Dr. Humphreys:   ..the planets orbiting… Yeah!  I mean, it’s fairly turbulent out there with solar winds.  And it’s such a big ‘if,’ because these signs of life have never proved to be anything very definitive.  There’s much speculation.  But if they were to find things that were quite clearly organisms, the first place I would look for an origin , that is, of course, Earth.

Ron:  Take a minute and just explain to me what these scientists have vested in finding life.

Dr.

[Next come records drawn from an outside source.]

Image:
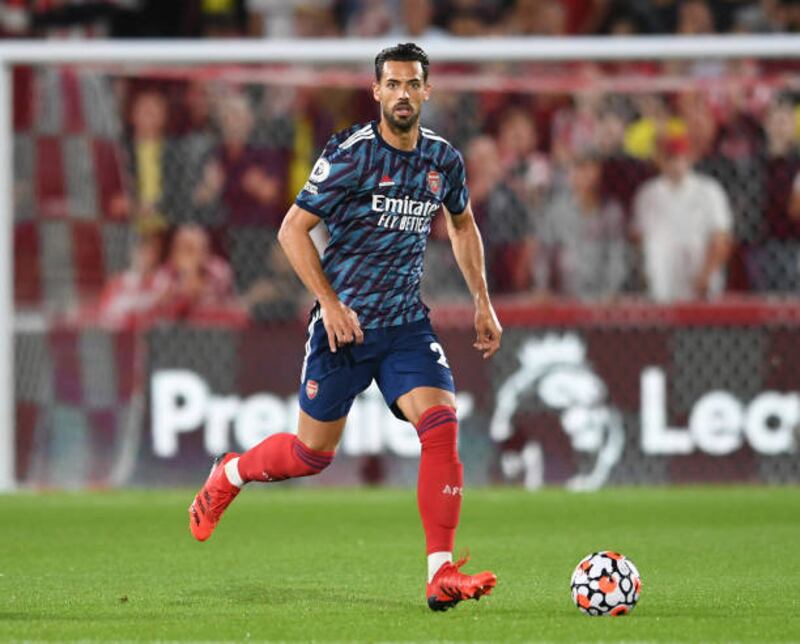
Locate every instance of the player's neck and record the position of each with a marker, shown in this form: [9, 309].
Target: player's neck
[406, 141]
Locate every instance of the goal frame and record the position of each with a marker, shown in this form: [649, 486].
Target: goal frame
[308, 51]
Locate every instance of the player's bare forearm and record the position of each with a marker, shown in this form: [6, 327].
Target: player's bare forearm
[468, 250]
[341, 322]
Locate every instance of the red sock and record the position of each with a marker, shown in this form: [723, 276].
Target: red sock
[279, 457]
[441, 477]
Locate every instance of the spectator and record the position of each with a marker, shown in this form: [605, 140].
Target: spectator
[417, 21]
[684, 223]
[581, 237]
[374, 18]
[622, 174]
[193, 278]
[248, 182]
[511, 205]
[134, 294]
[773, 265]
[537, 17]
[695, 19]
[153, 155]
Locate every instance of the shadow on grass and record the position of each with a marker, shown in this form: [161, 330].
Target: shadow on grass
[269, 595]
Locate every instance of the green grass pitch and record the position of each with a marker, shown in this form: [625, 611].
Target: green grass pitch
[718, 564]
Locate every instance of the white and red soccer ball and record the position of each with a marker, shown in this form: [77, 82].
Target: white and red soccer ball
[606, 583]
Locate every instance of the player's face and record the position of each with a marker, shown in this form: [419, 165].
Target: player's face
[401, 92]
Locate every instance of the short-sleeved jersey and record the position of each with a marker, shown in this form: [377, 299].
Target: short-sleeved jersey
[378, 203]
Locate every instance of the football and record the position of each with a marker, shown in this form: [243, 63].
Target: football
[606, 583]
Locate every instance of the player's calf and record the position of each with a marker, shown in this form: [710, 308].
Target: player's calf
[276, 458]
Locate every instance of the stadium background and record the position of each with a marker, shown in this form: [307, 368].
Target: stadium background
[119, 167]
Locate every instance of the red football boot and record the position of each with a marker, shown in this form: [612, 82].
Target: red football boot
[212, 499]
[449, 586]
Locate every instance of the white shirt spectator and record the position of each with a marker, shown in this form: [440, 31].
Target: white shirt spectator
[676, 222]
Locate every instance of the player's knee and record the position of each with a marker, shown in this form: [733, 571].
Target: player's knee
[438, 431]
[312, 461]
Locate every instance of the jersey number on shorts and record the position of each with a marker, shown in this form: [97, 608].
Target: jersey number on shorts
[437, 348]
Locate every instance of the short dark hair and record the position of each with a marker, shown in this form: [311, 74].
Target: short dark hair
[406, 51]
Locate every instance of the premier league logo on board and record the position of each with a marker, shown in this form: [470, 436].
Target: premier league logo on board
[434, 181]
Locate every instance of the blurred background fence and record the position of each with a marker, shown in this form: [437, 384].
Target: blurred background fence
[157, 322]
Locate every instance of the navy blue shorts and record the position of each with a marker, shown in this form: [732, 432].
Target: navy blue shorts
[398, 358]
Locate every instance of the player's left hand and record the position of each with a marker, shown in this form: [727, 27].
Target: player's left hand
[488, 330]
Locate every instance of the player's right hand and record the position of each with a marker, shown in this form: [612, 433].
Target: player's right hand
[342, 325]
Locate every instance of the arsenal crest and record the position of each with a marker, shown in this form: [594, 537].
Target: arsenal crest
[434, 181]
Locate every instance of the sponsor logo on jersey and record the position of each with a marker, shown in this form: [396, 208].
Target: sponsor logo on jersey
[403, 206]
[320, 171]
[434, 181]
[404, 214]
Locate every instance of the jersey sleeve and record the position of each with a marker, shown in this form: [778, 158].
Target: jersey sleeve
[333, 176]
[457, 196]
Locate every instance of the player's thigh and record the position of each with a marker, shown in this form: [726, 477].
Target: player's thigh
[414, 403]
[414, 374]
[329, 384]
[321, 436]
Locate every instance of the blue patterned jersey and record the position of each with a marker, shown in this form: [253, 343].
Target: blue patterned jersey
[378, 202]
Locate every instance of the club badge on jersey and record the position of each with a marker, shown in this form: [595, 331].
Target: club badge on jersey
[434, 181]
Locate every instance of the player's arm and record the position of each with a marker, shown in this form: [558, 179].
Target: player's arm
[468, 250]
[341, 322]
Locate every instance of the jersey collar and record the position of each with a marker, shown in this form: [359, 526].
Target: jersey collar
[381, 140]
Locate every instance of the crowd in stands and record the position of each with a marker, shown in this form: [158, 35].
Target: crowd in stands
[394, 18]
[674, 192]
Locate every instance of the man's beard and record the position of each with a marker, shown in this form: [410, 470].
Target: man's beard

Humphreys:  Well, it’s very interesting, actually.  Of course, many scientists are what we call, naturalists.  That is, they assume nature is all there is.  They don’t believe, as I do, in a purposeful creator.  So they have a little bit of an agenda.  Of course, we all have presuppositions, we all have assumptions that drive us.  I presuppose a creator.  That’s what my explanatory principle is:  Intelligent Design.  But I have colleagues who are driven to justify a belief that life could arise by chance, by the random collection of molecules.  Something which I don’t see any evidence for as a chemist, but anyway.

So their feeling is, if they find life in other parts of the universe they can say, ‘Well, look.  Life arises spontaneously.  Happened to arise on Earth, but it arose here [too].’

And they can say, not correctly in my view, but they can say, ‘See.  Life arises in other places so we don’t need God.’  So this avoids a creator.

But you see they want to have their cake and eat it.  They would say, ‘If we don’t find life out there and the Earth is unique, that shows that it was just happenstance.  That it happened to come on Earth.’

So if you are driven by this presupposition – there is no creator, there is no God – you really are going to argue both ways.  If you don’t find life:  look how unusual it is, it was just a chance that it once appeared on Earth.  If we do find it:  hey, see life is abundant, there’s nothing special about it.  And that’s always something you need to look out for; have people got a presupposition or an agenda.  But I think the motivation of a lot of this work is that somehow they assume, wrongly, that it affects the Christian belief in a creator.

But I don’t like as a scientist to get too much into speculation.  As a Christian and a scientist what I really believe in and am dogmatic about is things that we’ve shown to be true, that we’ve demonstrated.  And until there’s evidence I’m just going to keep a really open mind on this question.  But I have to say that it doesn’t touch Christian theology.